Diklev licht de werkzaamheden van Flower als volgt toe: “Bij Flower ontwikkelen en optimaliseren we batterijen van anderen, maar we beheren ook onze eigen opslagcapaciteit. Daarnaast sluiten we stroomafnamecontracten (PPA’s) af met producenten van duurzame energie en leveren we stabiele ‘baseload’-contracten aan industriële afnemers. We nemen dus de verantwoordelijkheid voor de planning op ons. Door de variabele opwek van hernieuwbare bronnen te combineren met flexibiliteit uit batterijen, kunnen we stabiele levering garanderen en het energiesysteem ontlasten. We kopen variabiliteit in, verkopen zekerheid en gebruiken het verschil om flexibiliteit te contracteren. Zo bouwen we een gebalanceerde energieportefeuille en beheersen we risico’s op portefeuilleniveau.”

Het voordeel van een groot portfolio is dat je altijd de goedkoopste en beste energie kunt aanbieden, legt Diklev uit. “Batterijen gaan nog best vaak kapot, en dat brengt hoge kosten met zich mee als je posities moet terugkopen op de markt. Maar als je een portfolio van batterijen beheert, kun je die risico’s spreiden.
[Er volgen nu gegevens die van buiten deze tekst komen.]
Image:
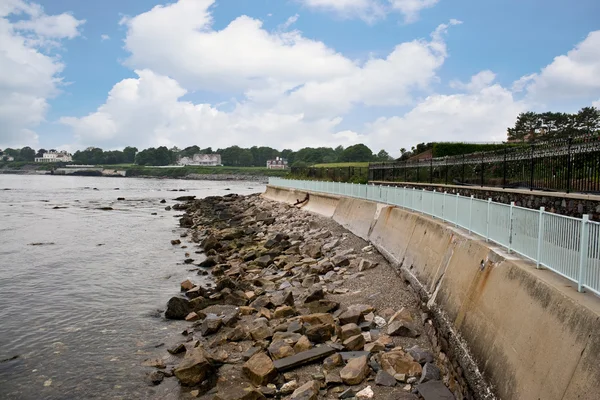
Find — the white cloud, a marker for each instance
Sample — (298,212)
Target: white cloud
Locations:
(371,10)
(482,114)
(368,10)
(29,77)
(477,82)
(411,8)
(148,111)
(573,76)
(63,26)
(294,91)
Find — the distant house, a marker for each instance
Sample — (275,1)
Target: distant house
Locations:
(277,163)
(55,156)
(210,160)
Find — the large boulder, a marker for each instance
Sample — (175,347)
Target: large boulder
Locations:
(399,362)
(260,369)
(178,308)
(355,371)
(308,391)
(194,368)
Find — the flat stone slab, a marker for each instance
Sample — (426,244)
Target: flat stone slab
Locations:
(348,355)
(435,390)
(305,357)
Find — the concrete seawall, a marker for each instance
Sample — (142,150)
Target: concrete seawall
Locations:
(527,332)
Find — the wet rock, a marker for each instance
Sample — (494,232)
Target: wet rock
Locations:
(312,250)
(284,312)
(320,333)
(398,362)
(350,316)
(303,344)
(430,373)
(264,261)
(261,332)
(333,378)
(384,379)
(194,368)
(402,328)
(349,330)
(355,371)
(177,349)
(340,261)
(280,349)
(366,393)
(354,343)
(420,355)
(260,369)
(305,357)
(333,362)
(155,363)
(315,295)
(323,306)
(156,377)
(250,352)
(191,317)
(434,390)
(308,391)
(365,265)
(177,308)
(210,325)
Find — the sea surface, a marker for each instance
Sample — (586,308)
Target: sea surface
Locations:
(82,289)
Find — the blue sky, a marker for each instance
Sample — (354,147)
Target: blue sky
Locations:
(288,73)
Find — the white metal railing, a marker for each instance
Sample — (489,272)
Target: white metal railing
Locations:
(566,245)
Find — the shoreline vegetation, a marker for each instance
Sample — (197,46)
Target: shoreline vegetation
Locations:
(288,304)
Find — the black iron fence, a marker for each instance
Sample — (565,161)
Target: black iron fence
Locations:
(336,174)
(568,165)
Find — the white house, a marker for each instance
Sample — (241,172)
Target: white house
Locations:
(277,163)
(55,156)
(210,160)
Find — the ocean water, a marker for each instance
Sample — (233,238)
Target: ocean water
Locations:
(81,288)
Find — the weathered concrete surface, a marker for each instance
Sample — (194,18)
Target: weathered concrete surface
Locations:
(358,216)
(529,332)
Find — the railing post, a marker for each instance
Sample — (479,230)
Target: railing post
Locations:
(456,217)
(512,204)
(569,171)
(487,222)
(583,251)
(471,213)
(444,206)
(540,237)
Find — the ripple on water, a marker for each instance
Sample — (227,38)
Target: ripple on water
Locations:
(83,317)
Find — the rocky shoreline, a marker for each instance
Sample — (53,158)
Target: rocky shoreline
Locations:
(297,308)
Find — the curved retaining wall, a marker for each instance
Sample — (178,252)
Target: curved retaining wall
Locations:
(528,332)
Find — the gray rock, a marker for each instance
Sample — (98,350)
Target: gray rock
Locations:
(420,355)
(434,390)
(384,379)
(430,373)
(178,308)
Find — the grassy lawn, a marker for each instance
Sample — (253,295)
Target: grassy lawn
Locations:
(184,171)
(341,165)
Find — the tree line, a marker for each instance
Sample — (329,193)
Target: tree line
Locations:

Je kunt dan posities herverdelen en de goedkoopste oplossing kiezen. Ook hebben onze batterijen verschillende netaansluitingen, elk met hun eigen kosten. Door slim te plannen activeren we altijd de voordeligste batterij op het juiste moment.”

De uitdagingen van het Nederlandse elektriciteitsnet

In Nederland werd het grootste deel van de elektriciteit lange tijd geproduceerd met gas. Dat zorgde voor een stabiele basis. Maar inmiddels is een steeds groter aandeel gas vervangen door wind- en zonne-energie. Om het elektriciteitsnet stabiel te houden moeten deze schommelingen in elektriciteitsaanbod worden opgevangen.
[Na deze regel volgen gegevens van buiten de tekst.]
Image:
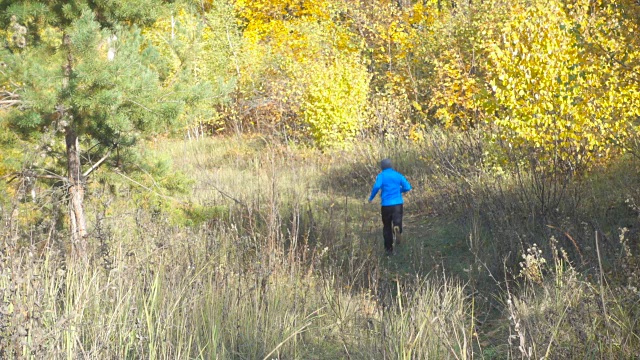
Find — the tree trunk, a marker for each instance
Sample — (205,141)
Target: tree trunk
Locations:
(76,194)
(74,171)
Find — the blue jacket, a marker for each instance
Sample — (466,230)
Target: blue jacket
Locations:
(393,184)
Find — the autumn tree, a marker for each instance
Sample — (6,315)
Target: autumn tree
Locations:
(81,74)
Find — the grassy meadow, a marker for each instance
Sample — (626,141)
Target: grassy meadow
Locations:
(250,248)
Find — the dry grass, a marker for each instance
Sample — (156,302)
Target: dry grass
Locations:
(273,254)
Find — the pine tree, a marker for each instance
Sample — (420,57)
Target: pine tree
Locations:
(82,72)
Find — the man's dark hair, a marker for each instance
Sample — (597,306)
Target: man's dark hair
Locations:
(385,164)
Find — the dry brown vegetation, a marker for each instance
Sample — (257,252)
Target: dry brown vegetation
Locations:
(270,252)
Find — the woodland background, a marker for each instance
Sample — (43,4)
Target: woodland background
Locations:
(186,179)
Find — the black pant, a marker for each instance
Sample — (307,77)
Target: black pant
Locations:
(391,216)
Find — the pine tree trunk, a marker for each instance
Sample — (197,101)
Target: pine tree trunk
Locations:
(76,194)
(74,170)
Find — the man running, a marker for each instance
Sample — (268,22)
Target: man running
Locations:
(392,185)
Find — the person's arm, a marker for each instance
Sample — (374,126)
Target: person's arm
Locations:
(405,186)
(376,188)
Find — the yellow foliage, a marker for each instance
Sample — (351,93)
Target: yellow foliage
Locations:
(551,94)
(335,100)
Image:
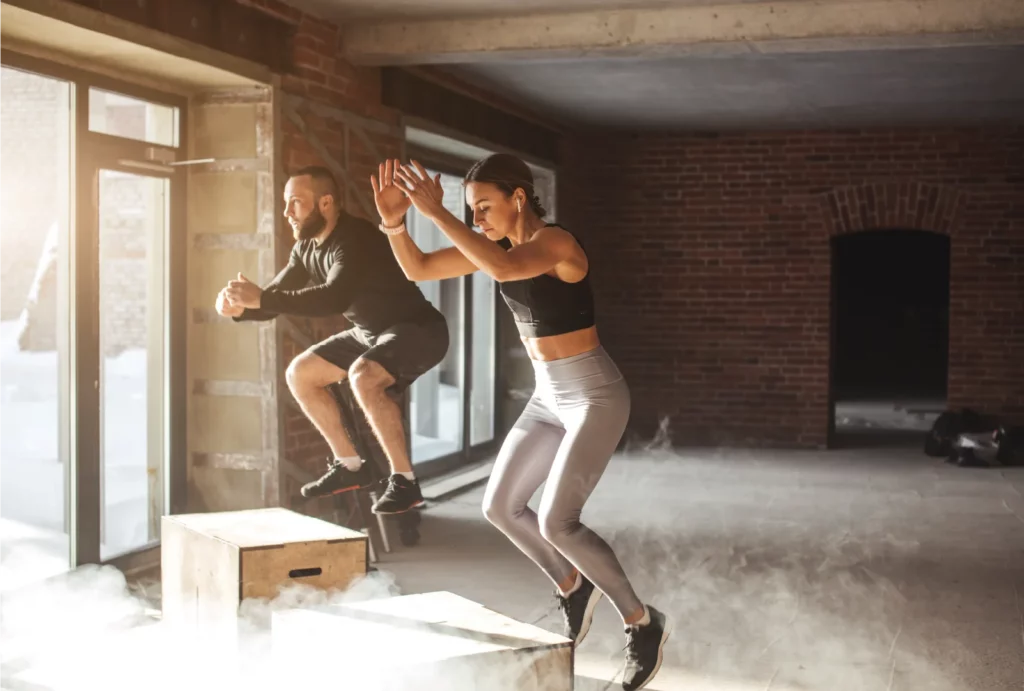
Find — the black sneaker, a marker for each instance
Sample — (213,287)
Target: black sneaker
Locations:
(578,609)
(400,495)
(338,479)
(643,650)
Een van de grootste verschillen tussen het energiesysteem in Nederland en Zweden is dat Zweden het grootste deel van zijn energie opwekt met behulp van waterkracht.
Diklev: “Waterkracht is op zich heel flexibel; je kunt eenvoudig stoppen met produceren als de stroomprijs laag is. Dat werkt als een soort tegengewicht voor prijsschommelingen. Maar je kunt waterkrachtcentrales niet eindeloos op- en afregelen zonder slijtage aan de turbines. In het begin dacht men dat we in Noord-Europa geen last zouden krijgen van volatiliteit, juist vanwege al die waterkracht. Maar dat bleek niet te kloppen.”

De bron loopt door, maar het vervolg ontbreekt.